O cenário atual no qual se desempenha o trabalho em saúde é consequência de sucessivas mudanças sociais e políticas. Pode-se citar a VIII Conferência Nacional de Saúde, que contribuiu para elaboração da Secção da Saúde na Constituição Federal de 1988 e do Sistema Único de Saúde (SUS)2.
O SUS é estruturado em princípios organizacionais e doutrinários, que visam promover, dentre outros propósitos, a substituição do modelo flexeneriano de atenção à saúde, que tem como característica a centralidade nos procedimentos, para um modelo pautado em ações de promoção, proteção, recuperação e reabilitação da saúde3.

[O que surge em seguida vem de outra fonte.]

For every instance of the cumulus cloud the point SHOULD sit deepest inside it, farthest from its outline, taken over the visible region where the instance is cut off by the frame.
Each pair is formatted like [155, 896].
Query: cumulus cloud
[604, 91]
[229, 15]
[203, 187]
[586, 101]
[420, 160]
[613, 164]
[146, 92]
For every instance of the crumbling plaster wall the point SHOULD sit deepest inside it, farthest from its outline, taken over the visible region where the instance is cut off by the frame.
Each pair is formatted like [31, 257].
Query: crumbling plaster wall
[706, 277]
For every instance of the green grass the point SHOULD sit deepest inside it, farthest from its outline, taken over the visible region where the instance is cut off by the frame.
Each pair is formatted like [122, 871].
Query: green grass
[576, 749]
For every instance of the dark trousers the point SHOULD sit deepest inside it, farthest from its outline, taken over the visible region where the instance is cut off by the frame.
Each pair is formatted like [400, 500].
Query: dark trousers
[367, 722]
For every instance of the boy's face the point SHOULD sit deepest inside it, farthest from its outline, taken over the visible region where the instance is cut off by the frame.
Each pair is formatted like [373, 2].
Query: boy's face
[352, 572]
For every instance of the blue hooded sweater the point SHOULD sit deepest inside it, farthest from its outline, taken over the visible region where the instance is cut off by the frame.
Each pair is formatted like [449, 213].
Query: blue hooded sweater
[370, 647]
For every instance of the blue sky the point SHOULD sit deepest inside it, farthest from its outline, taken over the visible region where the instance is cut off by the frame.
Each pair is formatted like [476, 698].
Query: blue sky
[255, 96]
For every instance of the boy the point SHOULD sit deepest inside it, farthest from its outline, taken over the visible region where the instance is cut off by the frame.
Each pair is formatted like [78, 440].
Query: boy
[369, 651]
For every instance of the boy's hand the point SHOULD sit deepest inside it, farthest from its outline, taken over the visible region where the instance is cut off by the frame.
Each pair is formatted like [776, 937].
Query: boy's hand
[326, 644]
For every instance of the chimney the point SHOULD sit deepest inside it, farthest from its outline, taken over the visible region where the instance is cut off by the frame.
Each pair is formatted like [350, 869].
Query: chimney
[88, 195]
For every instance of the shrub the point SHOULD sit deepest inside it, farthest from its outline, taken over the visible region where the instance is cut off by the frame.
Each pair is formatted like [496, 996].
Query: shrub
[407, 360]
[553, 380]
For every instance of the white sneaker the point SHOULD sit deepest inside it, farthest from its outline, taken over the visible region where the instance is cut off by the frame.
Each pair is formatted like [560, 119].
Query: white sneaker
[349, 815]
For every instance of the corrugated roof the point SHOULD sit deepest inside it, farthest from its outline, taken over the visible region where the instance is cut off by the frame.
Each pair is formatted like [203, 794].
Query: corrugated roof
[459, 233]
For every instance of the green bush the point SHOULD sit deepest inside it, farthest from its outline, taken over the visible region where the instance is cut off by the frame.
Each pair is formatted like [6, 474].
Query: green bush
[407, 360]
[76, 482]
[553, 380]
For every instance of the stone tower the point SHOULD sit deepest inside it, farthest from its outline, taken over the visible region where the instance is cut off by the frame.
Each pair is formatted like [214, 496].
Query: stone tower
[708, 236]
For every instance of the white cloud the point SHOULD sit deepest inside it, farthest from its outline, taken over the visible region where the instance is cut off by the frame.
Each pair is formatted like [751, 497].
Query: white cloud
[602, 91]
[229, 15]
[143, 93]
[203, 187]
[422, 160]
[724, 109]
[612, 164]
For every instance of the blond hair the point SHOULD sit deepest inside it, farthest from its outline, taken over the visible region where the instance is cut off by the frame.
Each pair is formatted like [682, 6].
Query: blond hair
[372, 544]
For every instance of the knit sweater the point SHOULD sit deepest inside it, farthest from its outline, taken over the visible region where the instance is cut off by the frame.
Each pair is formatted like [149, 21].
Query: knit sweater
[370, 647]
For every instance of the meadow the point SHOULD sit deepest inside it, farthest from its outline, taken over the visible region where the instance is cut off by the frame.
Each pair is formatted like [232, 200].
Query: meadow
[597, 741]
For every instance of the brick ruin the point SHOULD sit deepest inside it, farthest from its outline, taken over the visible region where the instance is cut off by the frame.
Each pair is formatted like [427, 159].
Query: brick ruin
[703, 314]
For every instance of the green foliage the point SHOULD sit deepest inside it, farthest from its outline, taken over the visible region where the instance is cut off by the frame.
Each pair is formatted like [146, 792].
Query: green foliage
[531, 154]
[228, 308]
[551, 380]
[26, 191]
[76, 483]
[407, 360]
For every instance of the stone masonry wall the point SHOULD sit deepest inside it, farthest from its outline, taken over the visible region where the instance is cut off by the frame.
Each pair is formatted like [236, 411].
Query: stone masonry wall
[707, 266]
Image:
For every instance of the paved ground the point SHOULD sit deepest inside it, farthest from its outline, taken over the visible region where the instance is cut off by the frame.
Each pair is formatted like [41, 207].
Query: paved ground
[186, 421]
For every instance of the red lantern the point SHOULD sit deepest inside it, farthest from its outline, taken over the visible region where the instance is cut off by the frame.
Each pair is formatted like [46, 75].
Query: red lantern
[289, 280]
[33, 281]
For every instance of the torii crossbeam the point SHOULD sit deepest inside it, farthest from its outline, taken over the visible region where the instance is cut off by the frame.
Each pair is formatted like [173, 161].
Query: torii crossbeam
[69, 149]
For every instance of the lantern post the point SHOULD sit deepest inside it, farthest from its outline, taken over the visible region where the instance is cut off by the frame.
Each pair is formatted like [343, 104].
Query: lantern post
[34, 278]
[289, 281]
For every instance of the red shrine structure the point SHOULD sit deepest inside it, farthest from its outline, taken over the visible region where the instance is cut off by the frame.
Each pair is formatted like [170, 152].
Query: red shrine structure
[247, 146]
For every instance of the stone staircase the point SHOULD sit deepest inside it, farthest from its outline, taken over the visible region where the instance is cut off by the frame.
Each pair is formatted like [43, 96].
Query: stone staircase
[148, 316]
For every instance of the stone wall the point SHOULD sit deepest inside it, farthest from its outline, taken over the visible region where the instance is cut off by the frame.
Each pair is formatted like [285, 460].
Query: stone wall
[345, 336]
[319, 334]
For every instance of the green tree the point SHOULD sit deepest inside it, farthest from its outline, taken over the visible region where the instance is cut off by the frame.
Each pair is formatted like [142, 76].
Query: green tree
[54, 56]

Para auxiliar nessa mudança de modelos de atenção à saúde e de consolidação do SUS, criou-se o Programa Saúde da Família (PSF), em 1994, com a finalidade de alcançar um modelo pautado na integralidade do cuidado individual, familiar e coletivo, reorientando as práticas de saúde4. Devido a sua abrangência e características inovadoras, no ano de 1998, o Programa Saúde da Família passa a ser compreendido e denominado Estratégia Saúde da Família (ESF)5.
E, nessa transição, devem ser contextualizadas reflexões e ações referentes ao processo de humanização das práticas assistenciais. O Ministério da Saúde, por intermédio da Política Nacional de Humanização (PNH), pontua ações para todos os atores que participam do processo de produção da saúde: usuários, gestores e trabalhadores6.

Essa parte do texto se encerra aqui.